Yesterday I got this tongue lashing from my tween daughter because I asked her and her siblings to turn off the TV and go outside to do something active.
And in the moment, it’s hard to know what to do or how to react when your tween yells at you.
When Your Tween or Teen Yells at You It’s Like a Toddler Tantrum
These tween outbursts-which can be likened to toddler tantrums-aren’t often talked about openly.
It can be downright embarrassing when a tween yells at you, lashes out at you, or unleashes their hormonal fury.
And it’s also infuriating. How dare they talk to us that way???
Our tween children know better.
And we’re right. They do know better. But not when they’re experiencing a hormone surge.
When they’re in the middle of their own personal little hormonal hurricane, when they are so out of control they yell things like “You don’t love you me,” and “You never let me…,” and the dreaded “I hate you,” our kids literally don’t know better.
Because they are not in control of themselves in that moment.
They’re having an out of body experience they can’t explain, understand, or even stop.
So we have to ride it out.
Because the hormone surge will end.
They will calm down.
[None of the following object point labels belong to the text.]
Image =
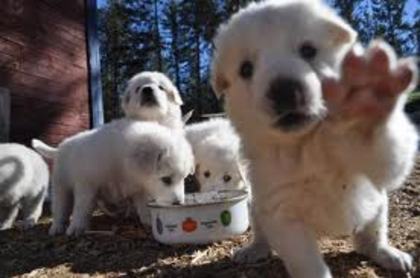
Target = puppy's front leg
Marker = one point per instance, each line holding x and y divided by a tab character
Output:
258	249
32	209
297	246
84	202
372	241
8	216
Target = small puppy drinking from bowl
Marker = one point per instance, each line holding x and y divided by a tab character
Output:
218	157
324	152
24	178
124	159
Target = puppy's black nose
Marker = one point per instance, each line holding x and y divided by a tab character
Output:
285	95
147	96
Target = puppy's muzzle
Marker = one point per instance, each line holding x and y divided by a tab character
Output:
148	97
287	100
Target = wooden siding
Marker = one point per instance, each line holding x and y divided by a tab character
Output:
43	63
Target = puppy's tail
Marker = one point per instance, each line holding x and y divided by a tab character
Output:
43	149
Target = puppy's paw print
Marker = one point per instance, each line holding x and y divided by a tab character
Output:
370	84
394	259
251	254
76	229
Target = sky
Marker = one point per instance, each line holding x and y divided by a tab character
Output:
411	6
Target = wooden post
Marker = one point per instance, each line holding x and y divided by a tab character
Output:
95	85
4	114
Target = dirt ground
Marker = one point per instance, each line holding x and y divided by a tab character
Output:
132	252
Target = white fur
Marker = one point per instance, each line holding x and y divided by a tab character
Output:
167	110
320	180
217	152
122	160
23	185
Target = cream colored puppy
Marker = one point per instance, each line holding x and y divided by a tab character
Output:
324	152
217	151
24	177
151	96
122	160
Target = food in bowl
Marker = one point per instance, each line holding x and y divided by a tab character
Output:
204	217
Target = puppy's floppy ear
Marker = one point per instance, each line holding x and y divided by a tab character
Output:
175	96
340	33
125	99
218	81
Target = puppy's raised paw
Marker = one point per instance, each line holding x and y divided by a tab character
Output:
56	229
370	83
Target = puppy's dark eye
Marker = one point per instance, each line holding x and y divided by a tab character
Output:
227	178
246	70
167	180
308	51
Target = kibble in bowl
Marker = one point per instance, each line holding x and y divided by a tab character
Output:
204	217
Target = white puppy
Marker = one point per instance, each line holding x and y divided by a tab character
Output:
151	96
24	179
122	160
323	153
217	152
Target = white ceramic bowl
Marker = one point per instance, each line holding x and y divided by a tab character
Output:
199	223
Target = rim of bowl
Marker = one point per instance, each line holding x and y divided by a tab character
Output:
242	194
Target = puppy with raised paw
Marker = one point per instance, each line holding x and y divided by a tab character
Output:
323	125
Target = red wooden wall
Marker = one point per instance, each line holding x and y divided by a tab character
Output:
43	63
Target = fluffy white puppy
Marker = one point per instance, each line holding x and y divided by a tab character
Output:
151	96
122	160
217	152
24	179
323	153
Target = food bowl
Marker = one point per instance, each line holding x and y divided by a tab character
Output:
204	218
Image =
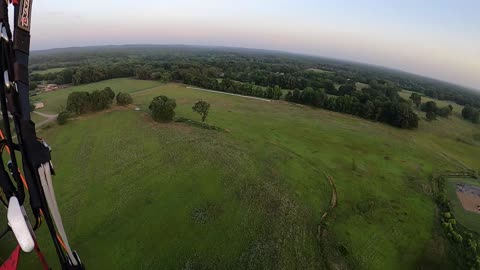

Eventually.
And the rush of hormones will subside and we’ll get our kid back.
And that’s when we can dive in and parent in a way they’ll be able to listen and really hear us.
But in the moment? When the surge of hormones hit and the dramatic response exponentially increases to an insane level?
It would almost be comical if an 11-year-old wasn’t yelling at you in a public place.
So there’s only one thing to do to de-escalate the situation.
De-escalate the Anger and the Drama When Your Tween or Teen Yells At You
As my daughter’s intensity rises, I decrease my intensity.
The more ramped up my daughter gets, the calmer I get.
It’s not easy.
It feels unnatural.
And it takes all of my self-control.
But staying calm when my daughter rages is essential to ending the tween tantrum quicker.
I have to be the one to take the emotion out of it.
So I try to not feel the sting of her words.
And I remind myself she’s not in control right now and couldn’t stop even if she wanted to.
When my daughter is in the midst of a full-blown tween tantrum I say one of three things as calmly as I can:
1)“You may not talk to me that way. When you calm down, we’ll talk.”
2) “You need to stop speaking to me that way or there will be a consequence.”
3) “Try Again.”
All said with no intensity. No anger. No emotion.
It may seem counterintuitive to “let them get away” with this behavior of yelling at us.
So it’s natural to want to react and respond to their sassy behavior-their hair flips, eye rolls, and door slams- by putting our foot down.
But if we can stop and give our kids the space they and their hormones need to explode while we stay calm, the incident will be over quicker.
Because when we follow them down the rabbit hole into crazy town, no one wins.
Voices get louder, threats are made, and it can be hard to repair our relationship and reconnect when it’s over.
So it is essential we remember to be the calm.
To be the consistency.
To be the constant.
When we remember to stay calm during our tween’s chaos, we’ll all come out of the hormone years without scars or permanently damaging our relationship.
Even if the “I hate you” comments are thrown at us.
Even if we’re irritated, frustrated or embarrassed on the inside.
We’ll be ready.
As calmly as we can be.
And then we’ll go pour ourselves a drink.